Actually, no.
Light ray hitting a surface != it will illuminate that surface.
Sure, you will be able to see the source of the ray from the surface it's hitting, but it wont illuminate the surface you are on.
If a light ray strikes a surface, it will illuminate it. That is what "illumination" means.
Making light bendy up and away in a asymptote fashion (as your diagrams suggest) to the ground would make the light travel further out and make them visible from further away.
Are you contradicting your own theory? Or have you since changed how Bendylightlol works?
Bendy light has not changed, although I'm guessing your understanding of it is flawed because your conclusion is wrong. It's hard to tell exactly what you mean when you use phrases like "a asymptote fashion to the ground", though.
Show me where "Bendy Light" is accepted physics. And while you're at it, acknowledge the rest of my post.
I never claimed bendy light to be accepted physics, only that it provides an explanation for a point you raised.

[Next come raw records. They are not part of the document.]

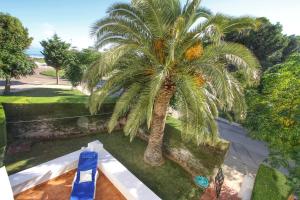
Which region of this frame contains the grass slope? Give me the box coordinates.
[252,165,292,200]
[40,69,65,78]
[0,103,7,167]
[0,88,88,104]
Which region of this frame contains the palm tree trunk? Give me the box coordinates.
[3,77,10,94]
[144,86,175,166]
[55,69,59,85]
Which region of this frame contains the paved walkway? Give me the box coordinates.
[218,119,269,200]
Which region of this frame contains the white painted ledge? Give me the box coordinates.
[7,141,160,200]
[9,150,81,195]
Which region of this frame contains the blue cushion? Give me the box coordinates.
[70,151,98,200]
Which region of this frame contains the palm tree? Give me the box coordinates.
[85,0,259,166]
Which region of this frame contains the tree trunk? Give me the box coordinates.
[144,86,175,166]
[56,69,59,85]
[3,77,10,94]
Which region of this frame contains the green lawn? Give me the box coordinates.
[0,104,7,167]
[0,89,225,200]
[5,133,202,200]
[252,165,292,200]
[40,69,65,78]
[0,88,88,104]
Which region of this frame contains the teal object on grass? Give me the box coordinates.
[194,176,209,188]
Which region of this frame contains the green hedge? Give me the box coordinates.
[252,165,292,200]
[0,104,7,167]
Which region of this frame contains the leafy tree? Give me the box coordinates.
[0,13,36,93]
[245,53,300,193]
[85,0,259,165]
[282,35,300,62]
[65,48,100,87]
[41,34,73,85]
[225,18,289,71]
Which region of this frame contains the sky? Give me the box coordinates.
[0,0,300,49]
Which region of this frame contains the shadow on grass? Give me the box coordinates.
[7,88,84,97]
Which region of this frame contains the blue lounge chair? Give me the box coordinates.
[70,151,98,200]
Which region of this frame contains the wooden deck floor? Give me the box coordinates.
[15,170,125,200]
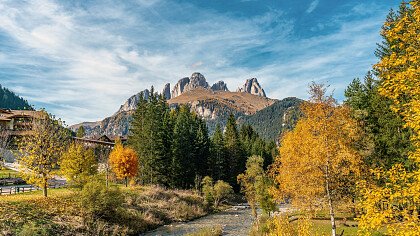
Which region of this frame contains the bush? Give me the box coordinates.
[201,176,214,204]
[213,180,233,207]
[80,180,124,219]
[187,225,223,236]
[201,176,233,208]
[18,223,48,236]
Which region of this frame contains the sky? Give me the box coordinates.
[0,0,400,125]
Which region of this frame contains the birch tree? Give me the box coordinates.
[272,84,362,236]
[18,111,70,197]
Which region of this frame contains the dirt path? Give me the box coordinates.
[143,206,253,236]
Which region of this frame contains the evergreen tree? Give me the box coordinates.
[224,114,246,190]
[345,72,412,169]
[171,105,196,188]
[0,85,32,110]
[208,124,228,181]
[195,116,210,178]
[129,87,171,185]
[76,125,86,138]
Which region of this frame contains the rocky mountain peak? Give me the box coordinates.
[171,72,209,98]
[211,81,229,91]
[117,89,150,113]
[237,78,267,97]
[162,83,171,100]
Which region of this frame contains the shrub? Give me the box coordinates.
[213,180,233,207]
[80,180,124,219]
[201,176,214,204]
[18,223,48,236]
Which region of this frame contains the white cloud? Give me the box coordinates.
[0,0,394,124]
[306,0,319,13]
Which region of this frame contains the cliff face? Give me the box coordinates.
[70,72,296,139]
[115,89,150,114]
[171,72,209,98]
[211,81,229,91]
[237,78,267,97]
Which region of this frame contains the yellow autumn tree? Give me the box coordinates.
[18,111,70,197]
[271,84,362,235]
[109,140,139,187]
[59,143,98,188]
[359,0,420,235]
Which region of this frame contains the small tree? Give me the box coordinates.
[0,126,10,169]
[213,180,233,207]
[18,111,70,197]
[109,140,139,187]
[201,176,233,208]
[272,84,362,236]
[76,125,86,138]
[60,143,98,188]
[238,156,276,218]
[201,176,214,203]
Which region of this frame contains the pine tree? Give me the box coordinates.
[76,125,86,138]
[345,72,413,169]
[129,87,172,185]
[208,124,228,181]
[224,114,246,190]
[18,111,70,197]
[59,143,98,188]
[171,105,196,188]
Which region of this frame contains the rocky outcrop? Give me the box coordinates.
[211,81,229,91]
[171,72,209,98]
[237,78,267,97]
[162,83,171,100]
[115,89,150,114]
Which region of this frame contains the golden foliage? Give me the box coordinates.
[271,85,361,209]
[359,1,420,235]
[60,143,97,187]
[109,140,139,185]
[18,111,69,197]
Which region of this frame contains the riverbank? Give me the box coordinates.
[0,186,208,235]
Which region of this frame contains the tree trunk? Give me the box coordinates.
[42,180,48,197]
[105,167,109,188]
[325,167,336,236]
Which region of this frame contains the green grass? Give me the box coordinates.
[0,186,207,235]
[312,220,358,236]
[0,168,18,178]
[186,225,223,236]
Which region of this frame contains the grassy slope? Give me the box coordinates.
[0,187,206,235]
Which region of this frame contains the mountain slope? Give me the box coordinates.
[70,72,300,140]
[238,97,303,140]
[0,85,32,110]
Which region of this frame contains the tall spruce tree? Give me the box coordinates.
[208,124,228,181]
[345,72,413,169]
[129,87,171,185]
[171,105,196,188]
[224,114,246,191]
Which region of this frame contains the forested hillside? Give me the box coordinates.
[239,97,302,140]
[0,85,32,110]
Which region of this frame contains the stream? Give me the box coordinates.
[142,205,253,236]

Also, I responded to your entire post, since most of it hinged on your misconception of what a light wave is.
How does the FE Sun, act as a spotlight if it is a sphere?
The spherical Sun model with bendy light is an
alternative to the spotlight Sun model. In the model I am discussing, the Sun does not act as a spotlight.
Please bother to read the whole of my post, where I state that the reaction ends when all the fuel is used up. How much fuel is in a hydrogen bomb compared to the mass of the Sun?
Unless you can prove that providing a fusion bomb with a continuous supply of hydrogen would cause the reaction to be sustained, this is still not evidence of a sustainable fusion reaction.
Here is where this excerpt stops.